Kenneth Edwin Barnes appeals his sentences after pleading guilty to possession with intent to deliver methamphetamine and possession of marijuana, third or subsequent offense. Barnes contends the sentencing court abused its discretion by considering a plea agreement that Barnes claims was no longer in effect at the time of sentencing. Because the district court accepted Barnes’s guilty pleas and denied his motion in arrest of judgment, the sentencing court did not abuse its discretion by considering the plea agreement in sentencing Barnes.
I. Background Facts and Proceedings.
Barnes was facing three criminal charges when his attorney negotiated a plea agreement with the State. Barnes agreed to plead guilty to one charge and a lesser included offense of another in exchange for the State dismissing the third charge and two simple misdemeanor cases. The agreement called for consecutive ten-year and five-year sentences and was conditioned on the district court’s concurrence.

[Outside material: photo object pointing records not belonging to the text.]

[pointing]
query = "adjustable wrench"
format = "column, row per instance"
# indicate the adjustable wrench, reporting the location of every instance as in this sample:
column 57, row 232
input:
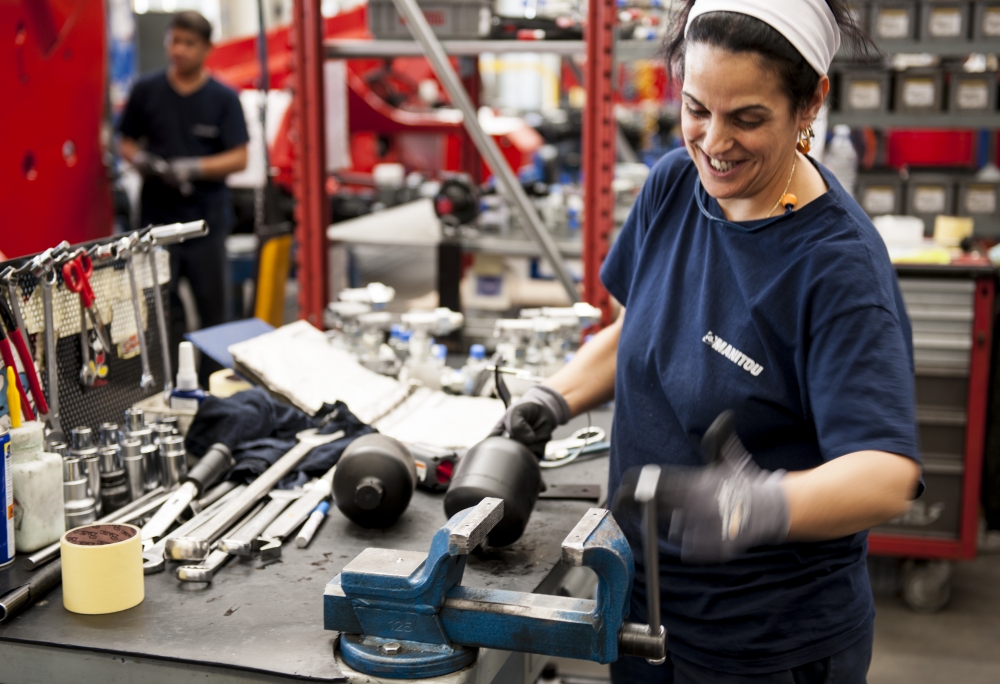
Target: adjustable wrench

The district court held the plea hearing the same day that Barnes signed the written plea agreement. During the plea colloquy, Barnes agreed that his attorney did not threaten or coerce him into pleading guilty. Finding that Barnes’s plea was knowing and voluntary and supported by a factual basis, the court agreed it would “not sentence [Barnes] to anything worse than what [he] bargained for” and set a date for sentencing.
Within one month of the plea hearing, Barnes asked the court to appoint him new counsel and moved in arrest of judgment, alleging his first attorney coerced his guilty plea. The court appointed Barnes a new attorney but denied his
request to withdraw his pleas. At the sentencing hearing, Barnes again cited alleged deficiencies in his first attorney’s performance and asked the court to deviate from the plea agreement and suspend his sentences. The court noted that Barnes signed a written plea agreement that fully explained the terms, and it sentenced Barnes according to the agreement.
II. Discussion.
On appeal, Barnes challenges his sentences. Although we review sentencing decisions for correction of errors at law, we only reverse for “an abuse of discretion or some defect in the sentencing procedure.” State v. Damme, 944 N.W.2d 98, 103 (Iowa 2020) (citation omitted). Barnes contends that the district court abused its sentencing discretion by relying on the written plea agreement.
He claims that the plea agreement is an improper factor because the parties were no longer in agreement as to the sentence, as shown by Barnes moving in arrest of judgment.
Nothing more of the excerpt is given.